CREATE VIEW gold.report_products AS

WITH base_query AS (
    /*---------------------------------------------------------------------------
    1) Base Query: Retrieves core columns from fact_sales and dim_products
    ---------------------------------------------------------------------------*/
    SELECT
        f.order_number,
        f.order_date,
        f.customer_key,
        f.sales_amount,
        f.quantity,
        p.product_key,
        p.product_name,
        p.category,
        p.subcategory,
        p.cost
    FROM gold.fact_sales f
    LEFT JOIN gold.dim_products p ON f.product_key = p.product_key
    WHERE order_date IS NOT NULL  -- only consider valid sales dates
), product_aggregations AS (
    /*---------------------------------------------------------------------------
    2) Product Aggregations: Summarizes key metrics at the product level
    ---------------------------------------------------------------------------*/
    SELECT
        product_key,
        product_name,
        category,
        subcategory,
        cost,
        DATEDIFF(MONTH, MIN(order_date), MAX(order_date)) AS lifespan,
        MAX(order_date) AS last_sale_date,
        COUNT(DISTINCT order_number) AS total_orders,
        COUNT(DISTINCT customer_key) AS total_customers,
        SUM(sales_amount) AS total_sales,
        SUM(quantity) AS total_quantity,
        ROUND(AVG(CAST(sales_amount AS FLOAT) / NULLIF(quantity, 0)),1) AS avg_selling_price
    FROM base_query
    GROUP BY
        product_key,
        product_name,
        category,
        subcategory,
        cost
)
/*---------------------------------------------------------------------------
3) Final Query: Combines all product results into one output
---------------------------------------------------------------------------*/
SELECT 
    product_key,
    product_name,
    category,
    subcategory,
    cost,
    last_sale_date,
    DATEDIFF(MONTH, last_sale_date, GETDATE()) AS recency_in_months,
    CASE
        WHEN total_sales > 50000 THEN 'High-Performer'
        WHEN total_sales >= 10000 THEN 'Mid-Range'
        ELSE 'Low-Performer'
    END AS product_segment,
    lifespan,
    total_orders,
    total_sales,
    total_quantity,
    total_customers,
    avg_selling_price,
    -- Average Order Revenue (AOR)
    CASE 
        WHEN total_orders = 0 THEN 0
        ELSE total_sales / total_orders
    END AS avg_order_revenue,
    -- Average Monthly Revenue
    CASE
        WHEN lifespan = 0 THEN total_sales
        ELSE total_sales / lifespan
    END AS avg_monthly_revenue
FROM product_aggregations;

Findings

The SQL Sales Analysis project provided several actionable insights:

  1. Sales Trends:

    • Monthly and yearly trends showed consistent growth in certain periods.
    • Cumulative analysis highlighted steady revenue growth over time.
  2. Category Contributions:

    • Certain categories contributed significantly to overall revenue.
  3. Customer Insights:

    • Segmented customers into VIPs and regular buyers based on their spending habits.
  4. Product Performance:

    • Identified high-performing products driving revenue growth.

Conclusion

The SQL Sales Analysis project successfully extracted meaningful insights from structured data stored in a relational database.

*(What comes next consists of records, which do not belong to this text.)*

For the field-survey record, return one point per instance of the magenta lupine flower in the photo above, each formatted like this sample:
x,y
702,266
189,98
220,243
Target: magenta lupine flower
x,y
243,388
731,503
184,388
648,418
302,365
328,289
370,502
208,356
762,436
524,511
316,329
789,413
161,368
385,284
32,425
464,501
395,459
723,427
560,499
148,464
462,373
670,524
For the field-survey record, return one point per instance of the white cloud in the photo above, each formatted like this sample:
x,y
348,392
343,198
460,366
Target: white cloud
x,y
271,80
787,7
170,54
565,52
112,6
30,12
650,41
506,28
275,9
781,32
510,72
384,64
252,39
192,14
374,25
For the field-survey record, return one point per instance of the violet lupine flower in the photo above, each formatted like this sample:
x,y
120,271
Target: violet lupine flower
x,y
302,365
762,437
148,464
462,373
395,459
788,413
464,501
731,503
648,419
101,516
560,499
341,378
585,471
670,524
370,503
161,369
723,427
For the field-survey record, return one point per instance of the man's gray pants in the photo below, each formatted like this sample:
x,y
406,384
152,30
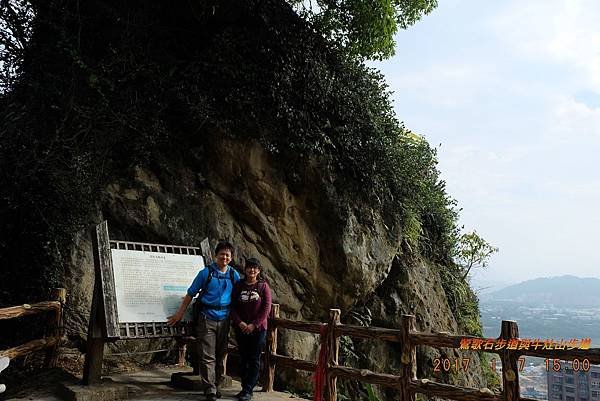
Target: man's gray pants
x,y
213,337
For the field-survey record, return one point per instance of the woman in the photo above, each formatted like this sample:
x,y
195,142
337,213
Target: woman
x,y
251,305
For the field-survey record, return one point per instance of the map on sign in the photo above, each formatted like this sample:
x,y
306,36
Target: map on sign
x,y
149,286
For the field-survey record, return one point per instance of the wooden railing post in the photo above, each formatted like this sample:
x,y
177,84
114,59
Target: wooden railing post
x,y
181,349
510,371
56,326
333,348
408,357
271,348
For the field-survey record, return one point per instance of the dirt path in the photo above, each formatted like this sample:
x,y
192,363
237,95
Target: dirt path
x,y
147,385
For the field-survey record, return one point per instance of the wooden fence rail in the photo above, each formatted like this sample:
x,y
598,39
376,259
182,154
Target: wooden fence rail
x,y
49,343
406,381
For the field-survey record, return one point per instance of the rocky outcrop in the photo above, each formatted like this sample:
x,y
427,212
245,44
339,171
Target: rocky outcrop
x,y
316,253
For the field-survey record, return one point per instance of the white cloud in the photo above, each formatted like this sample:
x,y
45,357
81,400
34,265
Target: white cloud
x,y
558,31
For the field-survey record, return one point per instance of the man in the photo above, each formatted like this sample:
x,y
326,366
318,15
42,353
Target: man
x,y
215,283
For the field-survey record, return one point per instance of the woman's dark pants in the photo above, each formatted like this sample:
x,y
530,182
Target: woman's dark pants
x,y
250,347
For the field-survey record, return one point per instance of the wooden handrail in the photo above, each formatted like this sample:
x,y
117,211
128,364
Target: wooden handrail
x,y
355,331
408,338
366,376
49,343
26,309
29,347
307,327
290,362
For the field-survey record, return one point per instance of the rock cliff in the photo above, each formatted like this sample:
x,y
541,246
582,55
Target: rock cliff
x,y
228,120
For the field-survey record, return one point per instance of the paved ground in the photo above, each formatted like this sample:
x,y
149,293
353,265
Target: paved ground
x,y
148,385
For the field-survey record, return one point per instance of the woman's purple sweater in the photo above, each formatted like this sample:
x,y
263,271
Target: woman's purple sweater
x,y
251,303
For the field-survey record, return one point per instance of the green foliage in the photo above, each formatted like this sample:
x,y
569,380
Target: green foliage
x,y
105,85
462,300
364,28
472,251
16,28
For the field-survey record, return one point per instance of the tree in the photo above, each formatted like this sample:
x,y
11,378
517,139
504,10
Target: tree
x,y
15,30
472,251
365,28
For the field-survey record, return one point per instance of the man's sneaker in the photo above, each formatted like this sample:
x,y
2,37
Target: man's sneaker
x,y
245,396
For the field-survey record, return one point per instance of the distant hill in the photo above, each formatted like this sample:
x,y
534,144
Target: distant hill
x,y
563,291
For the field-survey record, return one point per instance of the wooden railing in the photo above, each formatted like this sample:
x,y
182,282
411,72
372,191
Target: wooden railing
x,y
49,343
406,381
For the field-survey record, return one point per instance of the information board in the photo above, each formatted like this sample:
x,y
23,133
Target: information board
x,y
149,286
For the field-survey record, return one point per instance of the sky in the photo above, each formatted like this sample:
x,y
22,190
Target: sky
x,y
509,93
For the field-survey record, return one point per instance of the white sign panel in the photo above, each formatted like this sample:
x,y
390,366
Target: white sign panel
x,y
149,286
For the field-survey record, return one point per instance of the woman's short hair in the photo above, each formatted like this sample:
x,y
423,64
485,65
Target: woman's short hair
x,y
224,245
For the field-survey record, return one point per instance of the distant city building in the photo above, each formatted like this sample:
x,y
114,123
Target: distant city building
x,y
573,382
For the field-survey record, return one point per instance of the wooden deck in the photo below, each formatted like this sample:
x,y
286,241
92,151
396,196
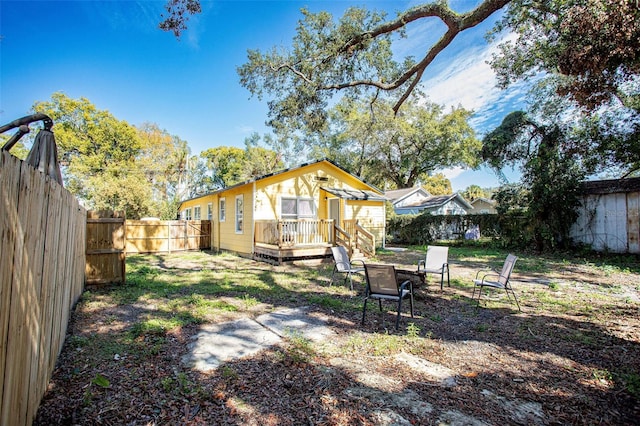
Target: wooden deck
x,y
273,253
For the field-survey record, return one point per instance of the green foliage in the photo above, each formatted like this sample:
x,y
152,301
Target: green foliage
x,y
437,184
552,172
353,54
229,165
426,228
474,192
398,149
588,54
111,165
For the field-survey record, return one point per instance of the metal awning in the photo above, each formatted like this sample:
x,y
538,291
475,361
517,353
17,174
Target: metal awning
x,y
354,194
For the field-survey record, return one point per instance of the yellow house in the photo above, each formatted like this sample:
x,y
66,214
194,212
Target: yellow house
x,y
294,213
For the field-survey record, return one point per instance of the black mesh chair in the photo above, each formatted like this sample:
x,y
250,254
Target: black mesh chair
x,y
382,284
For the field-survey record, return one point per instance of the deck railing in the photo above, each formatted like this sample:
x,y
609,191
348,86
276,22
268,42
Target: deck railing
x,y
365,241
291,232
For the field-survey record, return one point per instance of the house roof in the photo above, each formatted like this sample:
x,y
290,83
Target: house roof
x,y
281,172
354,194
396,195
486,200
439,200
610,186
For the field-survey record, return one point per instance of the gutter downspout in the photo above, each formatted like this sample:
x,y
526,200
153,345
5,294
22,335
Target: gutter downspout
x,y
253,220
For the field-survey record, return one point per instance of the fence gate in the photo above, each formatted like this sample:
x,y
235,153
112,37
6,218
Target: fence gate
x,y
105,250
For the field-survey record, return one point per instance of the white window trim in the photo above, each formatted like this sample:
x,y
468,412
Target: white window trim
x,y
222,209
298,199
239,215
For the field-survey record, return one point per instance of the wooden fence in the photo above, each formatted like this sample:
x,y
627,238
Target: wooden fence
x,y
105,257
153,236
42,263
110,238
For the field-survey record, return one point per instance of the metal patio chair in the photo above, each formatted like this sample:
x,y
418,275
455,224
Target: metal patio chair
x,y
436,262
498,280
344,265
382,284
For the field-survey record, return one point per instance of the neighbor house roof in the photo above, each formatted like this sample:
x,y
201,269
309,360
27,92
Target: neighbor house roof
x,y
397,195
611,186
486,200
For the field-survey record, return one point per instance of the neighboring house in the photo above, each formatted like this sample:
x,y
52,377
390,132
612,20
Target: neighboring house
x,y
291,213
483,206
418,200
406,197
609,216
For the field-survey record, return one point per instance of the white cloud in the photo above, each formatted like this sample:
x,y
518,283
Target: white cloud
x,y
470,82
452,173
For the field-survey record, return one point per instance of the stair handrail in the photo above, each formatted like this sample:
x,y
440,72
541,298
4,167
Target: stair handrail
x,y
365,241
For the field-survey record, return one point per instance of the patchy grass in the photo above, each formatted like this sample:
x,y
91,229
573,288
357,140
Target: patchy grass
x,y
574,350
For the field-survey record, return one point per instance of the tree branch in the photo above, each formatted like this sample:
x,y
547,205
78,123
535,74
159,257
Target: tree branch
x,y
455,23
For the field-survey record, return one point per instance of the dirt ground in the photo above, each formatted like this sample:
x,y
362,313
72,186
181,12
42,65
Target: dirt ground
x,y
570,357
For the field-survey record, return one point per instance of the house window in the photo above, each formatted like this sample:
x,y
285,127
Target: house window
x,y
297,208
222,209
239,214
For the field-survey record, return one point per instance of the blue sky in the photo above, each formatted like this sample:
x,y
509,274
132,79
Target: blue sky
x,y
113,54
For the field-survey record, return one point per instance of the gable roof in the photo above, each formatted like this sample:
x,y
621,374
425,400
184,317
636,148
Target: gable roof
x,y
397,195
279,172
486,200
354,194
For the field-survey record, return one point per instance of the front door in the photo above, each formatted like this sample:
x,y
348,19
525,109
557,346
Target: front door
x,y
334,210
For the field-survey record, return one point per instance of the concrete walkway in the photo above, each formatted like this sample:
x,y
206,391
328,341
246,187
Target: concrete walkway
x,y
217,343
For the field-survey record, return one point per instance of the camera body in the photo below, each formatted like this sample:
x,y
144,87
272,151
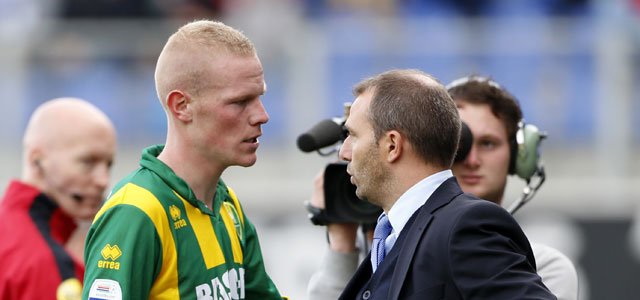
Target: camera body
x,y
341,203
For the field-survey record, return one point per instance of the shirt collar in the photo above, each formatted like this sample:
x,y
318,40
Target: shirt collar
x,y
414,198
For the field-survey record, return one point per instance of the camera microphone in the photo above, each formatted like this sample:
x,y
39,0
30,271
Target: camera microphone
x,y
465,143
325,133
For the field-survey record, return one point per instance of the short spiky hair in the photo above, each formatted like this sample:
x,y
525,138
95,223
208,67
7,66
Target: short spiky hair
x,y
184,58
213,34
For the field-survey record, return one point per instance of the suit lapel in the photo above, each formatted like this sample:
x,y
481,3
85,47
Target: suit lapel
x,y
358,280
448,190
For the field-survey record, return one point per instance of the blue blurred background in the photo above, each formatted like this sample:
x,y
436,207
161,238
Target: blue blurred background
x,y
573,64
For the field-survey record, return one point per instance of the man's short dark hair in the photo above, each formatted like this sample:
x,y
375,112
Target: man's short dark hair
x,y
419,107
482,90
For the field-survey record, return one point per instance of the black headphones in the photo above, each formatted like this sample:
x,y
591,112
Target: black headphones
x,y
525,144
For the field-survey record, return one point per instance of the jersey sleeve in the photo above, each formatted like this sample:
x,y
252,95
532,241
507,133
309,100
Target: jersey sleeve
x,y
123,255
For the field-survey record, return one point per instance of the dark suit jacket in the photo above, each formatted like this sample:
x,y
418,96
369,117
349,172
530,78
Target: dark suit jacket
x,y
456,246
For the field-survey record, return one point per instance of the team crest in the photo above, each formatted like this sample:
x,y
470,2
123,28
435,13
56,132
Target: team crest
x,y
233,214
175,212
110,254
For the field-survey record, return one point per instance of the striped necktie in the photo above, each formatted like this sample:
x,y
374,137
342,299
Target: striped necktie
x,y
380,234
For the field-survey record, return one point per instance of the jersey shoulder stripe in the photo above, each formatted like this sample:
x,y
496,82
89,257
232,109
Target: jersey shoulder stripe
x,y
166,284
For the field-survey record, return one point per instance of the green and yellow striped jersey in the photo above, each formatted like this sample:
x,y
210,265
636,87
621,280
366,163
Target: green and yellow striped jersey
x,y
153,239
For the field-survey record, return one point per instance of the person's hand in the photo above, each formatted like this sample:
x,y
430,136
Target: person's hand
x,y
342,236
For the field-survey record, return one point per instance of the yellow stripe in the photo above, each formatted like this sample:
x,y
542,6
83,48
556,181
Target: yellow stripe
x,y
203,229
166,284
237,204
231,230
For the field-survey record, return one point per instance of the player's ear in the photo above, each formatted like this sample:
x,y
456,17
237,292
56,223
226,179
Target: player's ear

These findings can inform strategic decisions related to marketing strategies, product management, customer retention programs, and operational efficiency.

Recommendations

  1. Product Strategy: Focus on high-performing products while exploring ways to improve underperforming ones.
  2. Customer Engagement: Develop loyalty programs for VIP customers and targeted campaigns for new or infrequent buyers.
  3. Geographic Expansion: Identify regions with untapped potential for increased market penetration.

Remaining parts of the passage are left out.